The head of the defence team of Sudan Appeal signatories Faroug Abu Eisa, head of the National Consensus Forces, and Dr Amin Mekki Madani, a prominent human rights lawyer and chairman of the Civil Society Initiative, accused the Sudanese authorities of holding the detainees as hostages, to force the continuation of the troubled National Dialogue.
“The National Dialogue parties could demand their release as interlocutors,” lawyer Omar Abdelaati said at a press conference in Khartoum on Tuesday. He explained that “the hands of the Minister of Justice are tied. The Minister has no authority to start litigation.”
He stated that the authorities “are keeping Abu Eisa and Madani in jail to discipline and humiliate them,” stressing that “they would not dare to take them to trial. But if they do, they will meet a most convincing and fierce defence,” he threatened.
The defence lawyer emphasised that the two detained lawyers have a “monumental record in defending the rights of the people in Sudan. They signed a political communiqué calling for regime-change and democracy, not aiming to confront the regime with an armed insurgency”.
Abdelaati furthermore blamed the Minister of Justice, Mohamed Bushara Dosa, for refusing to allow Dr Madani to attend the wedding of his son last week. “With this rejection, the authorities broke with Sudanese traditions inherited from ancient times.”
According to the National Intelligence and Security Service (NISS) that filed the complaint against Abu Eisa and Madani, the signing of the Sudan Appeal constitutes the “undermining the constitutional order, and instigating war against the state, offences that carry the death penalty or life imprisonment.”
The prosecution is preparing a request for Interpol to issue an arrest warrant for the two other signatories, El Sadig El Mahdi, chairman of the National Umma Party (NUP), and Minni Minawi, co-vice president of the Sudan Revolutionary Front (SRF), an alliance of the main rebel movements, who remain abroad.
The NISS has also demanded action against the NUP, for violating the Political Parties Act and the 2005 Interim Constitution, that prohibit registered parties to cooperate with armed rebel movements.
Popular campaign
The Sudan Appeal was signed on 3 December last year in the Ethiopian capital of Addis Ababa. In the communiqué, the united opposition forces call for the ending of the civil wars in the country, the dismantling of the one-party system, and the rebuilding of Sudan based on democratic principles and equal citizenship.
The signatories agreed that if a peaceful regime change cannot be achieved by a broad national dialogue, it should be enforced by a popular uprising.
On Monday, they launched their popular campaign in Khartoum under the slogan “Leave!”.

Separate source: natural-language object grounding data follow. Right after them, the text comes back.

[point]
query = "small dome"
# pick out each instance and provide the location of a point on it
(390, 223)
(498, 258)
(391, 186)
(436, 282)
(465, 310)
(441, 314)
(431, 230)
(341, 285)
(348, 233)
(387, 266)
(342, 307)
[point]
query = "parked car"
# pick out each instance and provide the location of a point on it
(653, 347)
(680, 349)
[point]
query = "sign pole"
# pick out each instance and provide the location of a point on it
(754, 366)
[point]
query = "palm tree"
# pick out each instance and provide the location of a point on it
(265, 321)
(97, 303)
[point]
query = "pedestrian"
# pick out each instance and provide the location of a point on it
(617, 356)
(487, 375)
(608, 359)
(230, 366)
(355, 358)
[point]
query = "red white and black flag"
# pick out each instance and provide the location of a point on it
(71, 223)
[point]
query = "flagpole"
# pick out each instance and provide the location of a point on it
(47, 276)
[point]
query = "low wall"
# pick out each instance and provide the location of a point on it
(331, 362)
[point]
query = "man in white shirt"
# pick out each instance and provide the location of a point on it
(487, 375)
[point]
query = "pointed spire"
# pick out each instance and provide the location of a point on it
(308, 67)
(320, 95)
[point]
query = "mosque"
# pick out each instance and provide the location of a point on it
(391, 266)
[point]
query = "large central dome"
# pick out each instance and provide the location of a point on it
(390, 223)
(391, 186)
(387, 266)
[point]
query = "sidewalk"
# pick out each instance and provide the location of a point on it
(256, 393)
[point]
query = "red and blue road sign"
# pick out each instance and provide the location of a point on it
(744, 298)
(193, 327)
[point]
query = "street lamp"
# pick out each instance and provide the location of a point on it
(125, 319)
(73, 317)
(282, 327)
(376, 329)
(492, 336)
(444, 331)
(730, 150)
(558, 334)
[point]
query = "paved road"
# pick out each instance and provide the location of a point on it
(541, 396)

“The campaign aims at collecting signatures from citizens all over the country, on the ground and through the internet, to support the call for the departure of the regime that has brought us 25 years of corruption and misery,” Rabah El Sadig El Mahdi of the NUP explained to Dabanga.
Earlier this week, former Presidential Advisor Dr Nafi Ali Nafi warned the opposition against “obstructing citizens from voting in the upcoming April elections”.